OPNsense 25.7.11 - host/neighbor discovery service

[pfry]

Just opening a thread to observations on the 25.7.11 host/neighbor discovery service.

This release brings the new host discovery service which resolves and remembers
MAC addresses for IPv4 and IPv6 hosts in your connected networks and provides
this data for the firewall MAC aliases and captive portal clients.

GUI: "Interfaces: Neighbors: Automatic Discovery".

I do not use the above features, so I disabled the service. It does not appear to interfere with function, but it does report neighbors/hosts multiple times on bridges (on the bridge and on member interfaces) by default. I thought it might be useful in reporting the member interface to which a particular host is connected, but it does not (limit reporting to that). (Note that I did not exhaustively examine its behavior, e.g. to see if it reported hosts only on member interfaces where it saw a particular MAC as either a source or destination.) Note that this behavior on bridge member interfaces applies because I have them assigned but unconfigured; I assume unassigned interfaces would not be part of the discovery, and discovery scope may be limited under "Settings" in any case.

[forca]

thx for the info, unfortunately it was autoenabled since last "mini"-update and let my system run into a oom-killer:

Code Select Expand

2026-01-21T01:01:04 Notice kernel <3>[148875] pid 63743 (unbound), jid 0, uid 59, was killed: failed to reclaim memory
2026-01-21T01:01:03 Notice kernel <3>[148874] pid 94211 (netstat), jid 0, uid 0, was killed: failed to reclaim memory
2026-01-21T01:01:02 Notice kernel <3>[148872] pid 85969 (hostwatch), jid 0, uid 377, was killed: failed to reclaim memory
2026-01-21T00:54:00 Notice kernel [148450] swp_pager_getswapspace(31): failed
2026-01-21T00:54:00 Notice kernel [148450] swap_pager: out of swap space
2026-01-21T00:53:59 Notice kernel [148450] swp_pager_getswapspace(13): failed
2026-01-21T00:53:00 Notice kernel [148390] swp_pager_getswapspace(24): failed

so, ca after 2-3 days my 16GB ram was "overflowed".

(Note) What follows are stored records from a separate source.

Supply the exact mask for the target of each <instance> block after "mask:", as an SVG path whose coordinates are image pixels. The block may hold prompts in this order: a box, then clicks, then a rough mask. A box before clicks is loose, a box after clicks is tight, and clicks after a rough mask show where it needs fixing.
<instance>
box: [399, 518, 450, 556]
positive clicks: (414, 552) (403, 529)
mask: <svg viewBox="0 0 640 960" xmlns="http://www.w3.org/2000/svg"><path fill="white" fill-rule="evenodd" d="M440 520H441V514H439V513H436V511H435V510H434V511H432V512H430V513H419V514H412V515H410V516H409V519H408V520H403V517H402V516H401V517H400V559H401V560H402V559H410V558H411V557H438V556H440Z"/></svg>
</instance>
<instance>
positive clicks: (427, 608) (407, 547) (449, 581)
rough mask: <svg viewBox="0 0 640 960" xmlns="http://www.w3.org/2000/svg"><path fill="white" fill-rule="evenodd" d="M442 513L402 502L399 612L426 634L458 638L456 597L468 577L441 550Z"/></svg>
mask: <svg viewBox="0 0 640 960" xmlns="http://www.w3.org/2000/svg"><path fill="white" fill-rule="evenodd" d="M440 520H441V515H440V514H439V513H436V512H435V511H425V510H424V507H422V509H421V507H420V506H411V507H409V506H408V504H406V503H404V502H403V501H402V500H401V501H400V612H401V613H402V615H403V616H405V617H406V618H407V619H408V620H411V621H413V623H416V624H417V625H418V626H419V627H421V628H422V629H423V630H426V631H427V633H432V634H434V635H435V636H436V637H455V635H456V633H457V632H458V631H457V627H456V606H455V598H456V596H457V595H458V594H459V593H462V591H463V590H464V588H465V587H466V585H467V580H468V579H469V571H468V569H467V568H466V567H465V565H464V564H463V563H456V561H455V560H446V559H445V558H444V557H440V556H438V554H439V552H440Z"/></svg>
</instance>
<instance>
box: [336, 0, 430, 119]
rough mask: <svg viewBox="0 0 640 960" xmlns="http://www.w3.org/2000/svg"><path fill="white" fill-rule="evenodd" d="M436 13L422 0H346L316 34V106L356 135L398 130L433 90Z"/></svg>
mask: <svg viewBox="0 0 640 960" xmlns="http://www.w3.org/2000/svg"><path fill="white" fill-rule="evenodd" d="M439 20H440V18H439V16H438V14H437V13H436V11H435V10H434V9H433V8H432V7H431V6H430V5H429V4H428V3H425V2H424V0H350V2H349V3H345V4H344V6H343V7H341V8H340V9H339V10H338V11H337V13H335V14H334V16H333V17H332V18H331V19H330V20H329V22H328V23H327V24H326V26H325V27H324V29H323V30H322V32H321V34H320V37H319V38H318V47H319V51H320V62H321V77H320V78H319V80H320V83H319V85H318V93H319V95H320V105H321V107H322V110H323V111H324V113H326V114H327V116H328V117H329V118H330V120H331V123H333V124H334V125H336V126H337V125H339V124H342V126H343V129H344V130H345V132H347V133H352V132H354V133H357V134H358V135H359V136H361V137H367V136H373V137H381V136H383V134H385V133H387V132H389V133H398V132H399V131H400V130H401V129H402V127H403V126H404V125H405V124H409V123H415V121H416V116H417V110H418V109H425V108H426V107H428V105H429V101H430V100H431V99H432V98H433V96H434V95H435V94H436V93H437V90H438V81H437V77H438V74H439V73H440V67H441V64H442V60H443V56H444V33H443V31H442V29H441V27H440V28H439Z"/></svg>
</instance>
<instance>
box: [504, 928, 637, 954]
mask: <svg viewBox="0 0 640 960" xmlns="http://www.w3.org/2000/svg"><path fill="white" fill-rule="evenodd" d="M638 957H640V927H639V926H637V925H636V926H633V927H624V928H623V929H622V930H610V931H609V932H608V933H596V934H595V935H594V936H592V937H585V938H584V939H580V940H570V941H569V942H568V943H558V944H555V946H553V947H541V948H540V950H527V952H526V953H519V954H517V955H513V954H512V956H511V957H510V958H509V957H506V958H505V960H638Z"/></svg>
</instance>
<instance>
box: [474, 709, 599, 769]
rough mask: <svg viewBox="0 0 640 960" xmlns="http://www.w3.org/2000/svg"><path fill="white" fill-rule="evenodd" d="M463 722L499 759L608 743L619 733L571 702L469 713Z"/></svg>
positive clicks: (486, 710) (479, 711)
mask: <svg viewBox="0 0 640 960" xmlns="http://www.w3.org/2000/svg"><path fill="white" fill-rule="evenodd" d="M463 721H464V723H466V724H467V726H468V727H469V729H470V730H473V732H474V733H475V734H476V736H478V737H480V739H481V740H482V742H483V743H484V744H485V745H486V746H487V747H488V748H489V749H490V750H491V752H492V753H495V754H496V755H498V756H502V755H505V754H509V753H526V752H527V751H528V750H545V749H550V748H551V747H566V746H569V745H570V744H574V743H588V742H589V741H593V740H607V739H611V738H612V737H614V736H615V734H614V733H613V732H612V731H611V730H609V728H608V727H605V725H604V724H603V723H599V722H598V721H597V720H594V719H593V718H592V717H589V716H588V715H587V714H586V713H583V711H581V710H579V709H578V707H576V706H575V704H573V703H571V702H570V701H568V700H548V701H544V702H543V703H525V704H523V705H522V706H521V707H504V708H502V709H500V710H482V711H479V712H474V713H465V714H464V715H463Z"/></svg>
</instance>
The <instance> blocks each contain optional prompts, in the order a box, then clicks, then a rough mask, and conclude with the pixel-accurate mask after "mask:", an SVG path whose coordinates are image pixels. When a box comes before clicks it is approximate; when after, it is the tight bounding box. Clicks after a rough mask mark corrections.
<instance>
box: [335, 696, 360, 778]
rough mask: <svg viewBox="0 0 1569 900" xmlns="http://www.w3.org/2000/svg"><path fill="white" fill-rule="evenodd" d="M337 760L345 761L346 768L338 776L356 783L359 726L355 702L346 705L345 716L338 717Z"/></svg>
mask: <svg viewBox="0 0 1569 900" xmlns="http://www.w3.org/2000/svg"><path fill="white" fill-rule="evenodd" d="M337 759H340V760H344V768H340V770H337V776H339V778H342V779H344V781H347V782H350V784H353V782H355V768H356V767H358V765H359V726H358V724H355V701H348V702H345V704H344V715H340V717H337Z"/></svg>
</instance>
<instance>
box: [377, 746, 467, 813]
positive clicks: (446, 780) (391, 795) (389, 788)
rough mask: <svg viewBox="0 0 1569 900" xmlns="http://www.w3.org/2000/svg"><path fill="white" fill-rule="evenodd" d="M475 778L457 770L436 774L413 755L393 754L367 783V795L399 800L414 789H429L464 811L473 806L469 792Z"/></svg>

here some screenshots (3, within 1 minunte or even less):






I have already disables this service, but why is it enabled per default? any ideas about "possible" memory leak?

I noticed also some logs from the service itself:

Code Select Expand

2026-01-21T08:53:42 Warning hostwatch 2026-01-21T07:53:42.608373Z WARN hostwatch: Failed to initialize capture for device: pfsync0
2026-01-21T08:53:42 Warning hostwatch 2026-01-21T07:53:42.607962Z WARN hostwatch: Failed to initialize capture for device: usbus0
2026-01-21T07:14:01 Warning hostwatch 2026-01-21T06:14:01.595423Z WARN hostwatch: Failed to initialize capture for device: pfsync0
2026-01-21T07:14:01 Warning hostwatch 2026-01-21T06:14:01.594986Z WARN hostwatch: Failed to initialize capture for device: usbus0


[JustMeHere]

Why is this discovering hosts outside of my firewall?  I can't fathom why it would try to discover anything on the WAN port. 

[OPNenthu]

Why is this discovering hosts outside of my firewall?  I can't fathom why it would try to discover anything on the WAN port. 

It'll see things on the same L2 segment, which might include ISP equipment.

I think in the latest patch that's being tested now you can control which interfaces it discovers on, if you want to limit it.